Ilustrasi pernikahan - Reuters
17 April 2020 15:57 WIB David Kurniawan Gunungkidul Share :

Harianjogja.com, GUNUNGKIDUL—Direktorat Jenderal Bimbingan Masyarakat Islam Kementerian Agama (Kemenag) menghentikan sementara pelayanan pernikahan di tengah pandemi Corona. Kemenag hanya akan melayani akad nikah bagi pasangan yang sudah mendaftar sebelum 1 April 2020.

Kepala Kemenag Gunungkidul Aidi Johansyah mengatakan pendaftaran nikah dilayani melalui online.

“Untuk pelaksanaan akad nikah hanya dilayani bagi calon pengantin yang sudah mendaftarkan diri sebelum tanggal 1 April 2020,” kata Aidi saat dikonfirmasi, Jumat (17/4/2020).

Kemenag hanya memperbolehkan pernikahan di lingkungan kantor urusan agama (KUA) setempat, sehingga meniadakan pernikahan di luar KUA. Beberapa ketentuan pun ditetapkan mulai dari pembatasan jumlah hadirin saat akad. Selain itu, calon pengantin dan keluarga yang mengikuti akad nikah harus mencuci tangan dan mengenakan masker.

“Petugas, wali nikah, dan calon pengantin laki-laki juga harus menggunakan sarung tangan dan masker pada saat ijab kabul.”

Kemenag pun tak memperkenankan para pasangan melaksanaan akad nikah secara online baik melalui telepon, video call, atau penggunaan aplikasi berbasis web lainnya.

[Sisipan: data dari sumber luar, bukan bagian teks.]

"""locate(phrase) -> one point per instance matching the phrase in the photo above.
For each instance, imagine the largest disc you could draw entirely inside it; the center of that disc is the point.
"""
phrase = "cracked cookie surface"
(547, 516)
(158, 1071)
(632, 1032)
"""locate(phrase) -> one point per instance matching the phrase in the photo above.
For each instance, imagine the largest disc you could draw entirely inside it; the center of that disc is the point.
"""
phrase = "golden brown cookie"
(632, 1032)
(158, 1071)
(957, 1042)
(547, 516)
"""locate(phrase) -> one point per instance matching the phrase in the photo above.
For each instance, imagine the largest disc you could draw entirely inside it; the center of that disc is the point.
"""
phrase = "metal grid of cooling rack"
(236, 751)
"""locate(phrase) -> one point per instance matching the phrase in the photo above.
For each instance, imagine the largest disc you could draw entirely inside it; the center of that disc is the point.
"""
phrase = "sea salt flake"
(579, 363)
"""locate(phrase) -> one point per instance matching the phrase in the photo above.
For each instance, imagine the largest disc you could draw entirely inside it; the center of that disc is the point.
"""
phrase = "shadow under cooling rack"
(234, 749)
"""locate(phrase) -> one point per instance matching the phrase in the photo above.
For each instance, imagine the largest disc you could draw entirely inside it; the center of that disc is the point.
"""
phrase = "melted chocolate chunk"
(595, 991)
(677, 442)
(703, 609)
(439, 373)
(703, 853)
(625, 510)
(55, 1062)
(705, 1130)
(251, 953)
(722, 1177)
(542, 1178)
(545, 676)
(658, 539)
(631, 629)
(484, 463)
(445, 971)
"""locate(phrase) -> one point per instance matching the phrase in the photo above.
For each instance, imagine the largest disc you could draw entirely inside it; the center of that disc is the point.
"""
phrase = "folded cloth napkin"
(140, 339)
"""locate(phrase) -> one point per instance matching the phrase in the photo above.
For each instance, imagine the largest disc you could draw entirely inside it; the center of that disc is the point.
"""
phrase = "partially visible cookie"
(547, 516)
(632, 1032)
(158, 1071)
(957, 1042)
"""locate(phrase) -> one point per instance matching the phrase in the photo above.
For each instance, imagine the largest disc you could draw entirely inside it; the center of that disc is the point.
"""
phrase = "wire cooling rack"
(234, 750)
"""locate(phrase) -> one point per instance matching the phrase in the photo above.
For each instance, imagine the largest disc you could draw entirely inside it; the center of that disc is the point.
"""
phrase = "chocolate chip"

Kasubbag Bimas Islam Kemenag Gunungkidul, Supriyanto, mengimbau petugas layanan untuk memastikan protokol pencegahan penyebaran Corona dipatuhi dan dilaksanakan dengan sungguh-sungguh dan penuh kedisiplinan.

Bimas Islam Kemenag Gunungkidul mencatat sebanyak 172 pasangan sudah mendaftar dan akan melangsungkan pernikahan pada April, Mei dan Juni. Sementara, ada lima pasangan yang mendaftar setelah 1 April. Secara keseluruhan, terdapat tiga pasangan yang menunda pernikahan pandemi ini.